Komoditi Perikanan : Andalan Kehidupan Masyarakat Paloh

Komoditi Perikanan : Andalan Kehidupan Masyarakat Paloh

Perairan Paloh memang menyimpan potensi yang tinggi terhadap hasil lautnya. Meskipun jumlah armada penangkapan dinilai minim, namun mampu menghasilkan produksi 114.570 kg pada tahun 2013 (UPT PPI Paloh). Alat tangkap yang dioperasikan oleh nelayan Paloh, terdiri dari beberapa jenis antara lain, gillnet, pancing, bubu, dan togo. Adapun alat tangkap yang mendominasi adalah gillnet, yang juga terdiri dari beberapa jenis gillnet. Gillnet yang digunakan terdiri dari gillnet bawal (“pukat bawal”) yang memiliki mesh size (mata jaring) 8 inchi, “pukat halus” yang merupakan gillnet 2,5 inchi, serta gillnet multifilament. Berdasarkan data statistik UPT PPI Paloh 2015, terdapat 219 nelayan yang mengoperasikan alat tangkap gillnet bawal, dari total 270 nelayan di Paloh. Hal ini artinya, bahwa nelayan Paloh mayoritas mengoperasikan gillnet bawal, yang ditujukan untuk target catch bawal putih dan bawal hitam.
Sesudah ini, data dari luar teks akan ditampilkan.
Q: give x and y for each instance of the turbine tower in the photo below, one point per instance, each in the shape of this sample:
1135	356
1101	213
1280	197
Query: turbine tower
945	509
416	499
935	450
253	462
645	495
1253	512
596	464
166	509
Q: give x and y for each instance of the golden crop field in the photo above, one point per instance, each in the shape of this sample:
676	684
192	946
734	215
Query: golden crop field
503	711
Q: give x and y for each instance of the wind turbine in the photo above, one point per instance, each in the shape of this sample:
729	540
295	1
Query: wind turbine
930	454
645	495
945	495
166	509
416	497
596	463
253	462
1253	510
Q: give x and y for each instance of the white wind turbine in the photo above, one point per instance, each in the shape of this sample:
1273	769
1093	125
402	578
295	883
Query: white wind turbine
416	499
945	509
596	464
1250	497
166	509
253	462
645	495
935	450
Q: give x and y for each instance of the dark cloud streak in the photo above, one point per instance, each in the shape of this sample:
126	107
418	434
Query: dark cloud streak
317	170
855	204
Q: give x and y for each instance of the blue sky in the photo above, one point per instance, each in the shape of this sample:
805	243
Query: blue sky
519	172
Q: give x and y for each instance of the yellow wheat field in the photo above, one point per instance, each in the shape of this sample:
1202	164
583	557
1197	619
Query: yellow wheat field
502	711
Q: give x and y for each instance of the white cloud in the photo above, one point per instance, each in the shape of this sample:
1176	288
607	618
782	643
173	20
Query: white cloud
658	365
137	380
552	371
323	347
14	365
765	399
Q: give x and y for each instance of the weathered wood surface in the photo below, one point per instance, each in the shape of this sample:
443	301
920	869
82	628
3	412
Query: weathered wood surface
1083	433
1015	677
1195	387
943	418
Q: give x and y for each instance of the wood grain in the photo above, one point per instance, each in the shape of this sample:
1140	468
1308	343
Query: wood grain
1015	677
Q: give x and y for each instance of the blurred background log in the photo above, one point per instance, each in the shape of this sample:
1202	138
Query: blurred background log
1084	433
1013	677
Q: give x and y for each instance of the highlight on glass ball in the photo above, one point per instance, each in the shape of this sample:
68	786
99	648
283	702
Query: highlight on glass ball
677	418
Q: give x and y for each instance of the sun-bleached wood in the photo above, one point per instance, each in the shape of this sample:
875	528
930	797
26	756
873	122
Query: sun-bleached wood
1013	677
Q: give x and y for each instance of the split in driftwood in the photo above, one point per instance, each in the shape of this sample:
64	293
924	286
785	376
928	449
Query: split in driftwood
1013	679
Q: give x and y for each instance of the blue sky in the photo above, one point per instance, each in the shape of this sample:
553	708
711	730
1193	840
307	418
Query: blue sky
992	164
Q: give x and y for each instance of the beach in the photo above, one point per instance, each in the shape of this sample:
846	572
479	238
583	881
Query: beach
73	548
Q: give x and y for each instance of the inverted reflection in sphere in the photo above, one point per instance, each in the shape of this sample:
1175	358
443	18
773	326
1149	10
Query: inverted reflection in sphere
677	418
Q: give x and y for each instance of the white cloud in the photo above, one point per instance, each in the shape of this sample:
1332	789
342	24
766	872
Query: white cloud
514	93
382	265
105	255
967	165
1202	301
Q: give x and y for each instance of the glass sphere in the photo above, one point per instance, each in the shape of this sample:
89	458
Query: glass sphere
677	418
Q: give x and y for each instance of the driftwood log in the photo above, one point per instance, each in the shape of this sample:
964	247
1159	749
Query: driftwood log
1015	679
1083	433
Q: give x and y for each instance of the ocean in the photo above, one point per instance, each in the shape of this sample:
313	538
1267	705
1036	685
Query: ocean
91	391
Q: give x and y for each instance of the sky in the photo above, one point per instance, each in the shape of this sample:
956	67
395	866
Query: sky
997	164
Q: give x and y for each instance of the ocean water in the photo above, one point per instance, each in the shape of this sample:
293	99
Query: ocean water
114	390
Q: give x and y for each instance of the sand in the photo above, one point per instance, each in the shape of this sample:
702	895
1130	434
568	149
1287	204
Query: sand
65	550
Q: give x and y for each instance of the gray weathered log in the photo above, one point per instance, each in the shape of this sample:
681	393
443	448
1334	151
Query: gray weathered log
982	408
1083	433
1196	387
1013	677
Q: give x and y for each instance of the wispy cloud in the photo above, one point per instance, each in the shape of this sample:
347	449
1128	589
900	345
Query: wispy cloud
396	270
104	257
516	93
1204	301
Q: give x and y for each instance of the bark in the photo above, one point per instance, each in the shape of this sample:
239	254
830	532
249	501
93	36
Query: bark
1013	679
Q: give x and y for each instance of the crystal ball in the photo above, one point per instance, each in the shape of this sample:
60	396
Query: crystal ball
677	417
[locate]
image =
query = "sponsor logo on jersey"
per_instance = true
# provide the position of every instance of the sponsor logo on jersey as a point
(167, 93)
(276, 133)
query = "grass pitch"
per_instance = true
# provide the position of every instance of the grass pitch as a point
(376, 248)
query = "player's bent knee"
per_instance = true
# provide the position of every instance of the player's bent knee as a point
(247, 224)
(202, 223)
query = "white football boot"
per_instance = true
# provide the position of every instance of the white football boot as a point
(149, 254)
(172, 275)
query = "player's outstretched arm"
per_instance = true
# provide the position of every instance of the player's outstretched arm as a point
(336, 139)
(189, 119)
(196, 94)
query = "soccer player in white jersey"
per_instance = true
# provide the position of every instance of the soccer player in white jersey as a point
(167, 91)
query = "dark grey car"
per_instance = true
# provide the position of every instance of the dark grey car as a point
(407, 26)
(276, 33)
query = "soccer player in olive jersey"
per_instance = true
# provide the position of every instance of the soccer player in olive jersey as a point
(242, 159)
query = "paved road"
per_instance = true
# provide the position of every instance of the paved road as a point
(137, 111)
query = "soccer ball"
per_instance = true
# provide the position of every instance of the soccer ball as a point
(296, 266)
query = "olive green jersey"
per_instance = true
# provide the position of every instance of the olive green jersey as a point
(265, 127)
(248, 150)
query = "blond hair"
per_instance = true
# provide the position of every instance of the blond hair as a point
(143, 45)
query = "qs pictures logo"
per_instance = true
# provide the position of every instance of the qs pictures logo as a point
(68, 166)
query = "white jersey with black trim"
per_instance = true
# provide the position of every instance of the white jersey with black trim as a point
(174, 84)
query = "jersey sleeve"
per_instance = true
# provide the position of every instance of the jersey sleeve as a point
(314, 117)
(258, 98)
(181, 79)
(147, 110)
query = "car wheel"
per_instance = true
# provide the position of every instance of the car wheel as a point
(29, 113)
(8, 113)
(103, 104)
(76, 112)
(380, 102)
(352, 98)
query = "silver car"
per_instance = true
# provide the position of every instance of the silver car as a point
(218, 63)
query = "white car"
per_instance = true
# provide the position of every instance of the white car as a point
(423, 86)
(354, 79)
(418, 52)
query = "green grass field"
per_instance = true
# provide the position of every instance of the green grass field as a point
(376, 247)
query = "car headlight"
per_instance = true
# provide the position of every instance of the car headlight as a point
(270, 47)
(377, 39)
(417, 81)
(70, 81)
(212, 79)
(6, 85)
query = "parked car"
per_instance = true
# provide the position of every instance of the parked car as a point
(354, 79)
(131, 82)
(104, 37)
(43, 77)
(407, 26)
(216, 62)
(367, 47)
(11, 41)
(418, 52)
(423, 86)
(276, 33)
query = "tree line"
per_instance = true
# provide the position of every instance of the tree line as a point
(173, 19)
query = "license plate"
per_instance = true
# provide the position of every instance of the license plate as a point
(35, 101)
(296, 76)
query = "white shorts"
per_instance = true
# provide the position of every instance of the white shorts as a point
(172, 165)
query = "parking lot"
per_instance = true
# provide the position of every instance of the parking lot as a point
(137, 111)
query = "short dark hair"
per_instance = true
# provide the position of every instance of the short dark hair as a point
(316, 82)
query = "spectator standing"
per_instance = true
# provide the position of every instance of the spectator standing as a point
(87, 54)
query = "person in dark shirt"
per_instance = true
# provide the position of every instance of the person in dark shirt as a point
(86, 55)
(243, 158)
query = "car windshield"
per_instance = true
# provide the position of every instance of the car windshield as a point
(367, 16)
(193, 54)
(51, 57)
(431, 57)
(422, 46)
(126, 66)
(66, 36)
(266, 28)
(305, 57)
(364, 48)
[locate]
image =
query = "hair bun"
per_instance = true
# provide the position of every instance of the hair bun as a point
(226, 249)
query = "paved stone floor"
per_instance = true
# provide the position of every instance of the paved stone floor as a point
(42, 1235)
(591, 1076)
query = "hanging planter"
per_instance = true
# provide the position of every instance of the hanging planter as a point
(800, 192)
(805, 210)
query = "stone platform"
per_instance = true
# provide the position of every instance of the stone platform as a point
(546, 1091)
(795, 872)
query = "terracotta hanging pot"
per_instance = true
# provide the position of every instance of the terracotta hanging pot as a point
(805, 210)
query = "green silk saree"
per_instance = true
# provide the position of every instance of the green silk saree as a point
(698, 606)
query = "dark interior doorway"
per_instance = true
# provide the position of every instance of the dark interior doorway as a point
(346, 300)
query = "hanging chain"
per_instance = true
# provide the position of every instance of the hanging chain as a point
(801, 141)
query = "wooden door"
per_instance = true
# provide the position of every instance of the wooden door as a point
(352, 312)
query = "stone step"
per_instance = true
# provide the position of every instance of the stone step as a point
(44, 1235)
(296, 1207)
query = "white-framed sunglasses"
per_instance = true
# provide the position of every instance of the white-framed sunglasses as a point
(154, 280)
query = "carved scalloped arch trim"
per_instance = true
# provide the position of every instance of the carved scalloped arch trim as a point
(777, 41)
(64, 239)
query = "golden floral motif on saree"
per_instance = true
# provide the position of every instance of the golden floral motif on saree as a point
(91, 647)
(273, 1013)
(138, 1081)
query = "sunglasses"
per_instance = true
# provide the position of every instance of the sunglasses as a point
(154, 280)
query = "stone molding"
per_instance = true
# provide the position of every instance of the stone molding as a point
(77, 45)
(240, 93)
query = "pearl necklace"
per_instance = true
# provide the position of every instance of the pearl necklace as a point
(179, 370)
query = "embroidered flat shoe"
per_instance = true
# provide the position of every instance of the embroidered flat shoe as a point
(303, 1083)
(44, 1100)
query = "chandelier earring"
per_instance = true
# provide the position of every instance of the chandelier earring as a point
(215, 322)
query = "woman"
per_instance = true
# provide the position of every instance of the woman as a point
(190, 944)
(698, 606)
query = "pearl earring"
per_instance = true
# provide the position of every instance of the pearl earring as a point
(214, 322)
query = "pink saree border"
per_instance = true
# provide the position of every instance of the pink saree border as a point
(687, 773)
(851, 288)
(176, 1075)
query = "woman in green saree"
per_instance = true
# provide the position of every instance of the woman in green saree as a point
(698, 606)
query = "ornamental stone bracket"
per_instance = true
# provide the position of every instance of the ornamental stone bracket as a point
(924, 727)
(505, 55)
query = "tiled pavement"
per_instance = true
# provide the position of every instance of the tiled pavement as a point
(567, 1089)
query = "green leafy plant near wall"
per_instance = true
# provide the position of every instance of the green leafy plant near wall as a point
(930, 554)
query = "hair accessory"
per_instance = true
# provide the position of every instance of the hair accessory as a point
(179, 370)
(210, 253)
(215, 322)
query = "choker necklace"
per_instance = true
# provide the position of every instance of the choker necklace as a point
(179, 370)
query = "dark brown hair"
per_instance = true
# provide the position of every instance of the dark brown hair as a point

Tingginya harga jual ikan bawal putih, menjadi salah satu alasan nelayan Paloh mayoritas menggunakan alat tangkap gillnet, serta ikan ini merupakan komoditi ekspor. Bayangkan saja, harga jual untuk 1 kg ikan terlepas dari grade-nya diambil rata-rata Rp. 100.000 (keterangan: grade A1 = Rp. 150.000, A2= 120.000), apabila nelayan mampu menghasilnya 10 kg ikan bawal putih, artinya sudah mampu menutup biaya operasional nelayan dalam melaut yang terpaut di kisaran Rp. 1.000.0000. Ikan bawal putih yang tertangkap pun umunya ukurannya relatif besar, ketika saya ikut aktifitas kegiatan pengoperasian penangkapan dengan nelayan, 1 ekor ikan bawal putih bisa mencapai berat 1,8 kg, dengan minimal ukuran 0,3 kg. Apabila dihitung secara kasar, potensi uang yang berputar bisa mencapai 20 juta rupiah per harinya (dengan asumsi nelayan yang turun melaut setiap harinya 20 kapal, yang dihasilkan bawal putih pada angka terkecil yaitu 10 kg), dan ini masih dalam perhitungan ikan bawal putih, belum lagi ikan campuran lain seperti ikan pari, ikan senangin, ikan kakap, dan lain-lainnya. Meskipun tingkat effort (upaya) penangkapan di Paloh masih tegolong sedikit, namun dengan penghasian demikian, dapat dikatakan laut Paloh memiliki potensi cukup tinggi di bidang perikanan tangkap.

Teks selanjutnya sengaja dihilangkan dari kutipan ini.